The session is designed for engineers, researchers, and AI practitioners looking to better understand how teams are developing and scaling computer vision applications today. Expect practical demos, technical insights, and discussions around the evolving AI tooling ecosystem.
Orchestrating Scalable AI Workflows with Flyte and Union.ai
Modern AI systems require infrastructure that can reliably orchestrate training, inference, and production workflows at scale. This session explores approaches to AI orchestration, distributed compute, and resilient ML infrastructure for real-world machine learning and computer vision applications.

Topics may include production AI pipelines, workflow automation, scalable deployment strategies, and operating AI systems securely within cloud environments. Attendees will gain a high-level look at emerging patterns shaping the next generation of AI infrastructure and operational workflows.
STELLAR: Learning Sparse Visual Concepts for Unified Vision Models
Modern vision models often split into two regimes: models that learn strong semantics for recognition, and models that preserve spatial detail for reconstruction.
In this talk, we present STELLAR, a self-supervised framework for learning sparse visual concepts as a unified representation for vision models.
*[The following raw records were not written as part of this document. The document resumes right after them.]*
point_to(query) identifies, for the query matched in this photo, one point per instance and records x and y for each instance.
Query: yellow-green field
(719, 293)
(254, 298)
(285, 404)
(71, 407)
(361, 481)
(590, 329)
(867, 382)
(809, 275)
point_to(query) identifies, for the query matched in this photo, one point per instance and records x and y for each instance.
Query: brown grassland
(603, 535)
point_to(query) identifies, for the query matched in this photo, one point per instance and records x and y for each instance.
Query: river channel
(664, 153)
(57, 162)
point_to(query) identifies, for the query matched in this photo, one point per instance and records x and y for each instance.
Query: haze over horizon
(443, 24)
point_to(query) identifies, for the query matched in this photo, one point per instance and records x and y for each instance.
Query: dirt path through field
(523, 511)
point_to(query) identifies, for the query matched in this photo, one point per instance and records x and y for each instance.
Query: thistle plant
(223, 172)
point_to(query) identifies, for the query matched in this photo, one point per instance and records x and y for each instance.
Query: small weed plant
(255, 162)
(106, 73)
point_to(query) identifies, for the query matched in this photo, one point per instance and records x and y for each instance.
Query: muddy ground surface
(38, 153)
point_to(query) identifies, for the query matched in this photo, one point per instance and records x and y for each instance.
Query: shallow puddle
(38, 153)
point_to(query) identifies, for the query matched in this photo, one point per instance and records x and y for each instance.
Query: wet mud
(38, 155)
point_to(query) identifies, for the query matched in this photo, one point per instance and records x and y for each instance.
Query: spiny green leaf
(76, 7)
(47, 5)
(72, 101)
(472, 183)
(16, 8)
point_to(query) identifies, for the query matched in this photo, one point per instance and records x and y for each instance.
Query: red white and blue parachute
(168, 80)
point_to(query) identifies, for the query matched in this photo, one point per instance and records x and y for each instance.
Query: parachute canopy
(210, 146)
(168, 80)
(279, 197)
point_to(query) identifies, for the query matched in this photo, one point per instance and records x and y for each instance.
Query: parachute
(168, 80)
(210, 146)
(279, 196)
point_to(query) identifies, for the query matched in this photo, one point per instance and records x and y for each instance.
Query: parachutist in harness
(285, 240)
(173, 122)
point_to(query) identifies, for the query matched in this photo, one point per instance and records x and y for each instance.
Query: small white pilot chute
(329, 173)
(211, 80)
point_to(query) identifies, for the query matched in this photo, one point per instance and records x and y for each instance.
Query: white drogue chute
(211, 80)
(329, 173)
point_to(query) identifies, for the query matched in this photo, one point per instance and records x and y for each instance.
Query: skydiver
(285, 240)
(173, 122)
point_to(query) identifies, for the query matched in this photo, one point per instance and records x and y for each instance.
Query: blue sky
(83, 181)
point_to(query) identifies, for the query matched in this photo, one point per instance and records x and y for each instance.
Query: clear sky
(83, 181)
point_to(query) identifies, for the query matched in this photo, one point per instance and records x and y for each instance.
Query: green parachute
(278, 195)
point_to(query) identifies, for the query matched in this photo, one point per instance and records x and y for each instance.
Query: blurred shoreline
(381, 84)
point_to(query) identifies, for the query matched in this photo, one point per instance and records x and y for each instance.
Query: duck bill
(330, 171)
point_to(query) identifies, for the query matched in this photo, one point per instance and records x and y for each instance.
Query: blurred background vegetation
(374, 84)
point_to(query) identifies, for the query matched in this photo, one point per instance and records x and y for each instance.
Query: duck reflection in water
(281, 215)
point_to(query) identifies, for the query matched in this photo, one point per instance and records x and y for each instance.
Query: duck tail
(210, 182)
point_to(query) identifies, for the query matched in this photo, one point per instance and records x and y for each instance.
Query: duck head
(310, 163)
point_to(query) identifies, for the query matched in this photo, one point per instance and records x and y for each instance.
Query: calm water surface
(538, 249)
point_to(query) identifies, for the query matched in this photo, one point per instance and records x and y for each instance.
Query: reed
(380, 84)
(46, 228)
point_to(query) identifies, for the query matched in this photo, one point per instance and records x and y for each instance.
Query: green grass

The key idea is to factorize visual features into semantic concept tokens (the "what"), and spatial assignment maps (the "where"), allowing the model to align concepts across views while preserving the geometry needed for reconstruction.
This sparse, low-rank representation creates a compact interface that supports recognition, dense prediction, and image reconstruction, while also suggesting future directions for efficient visual encoding, video self-supervision, generative modeling, and world-model-style visual reasoning.
We discuss the core method, empirical results, and why concept-centric visual representations may be a useful building block for the next generation of unified vision systems.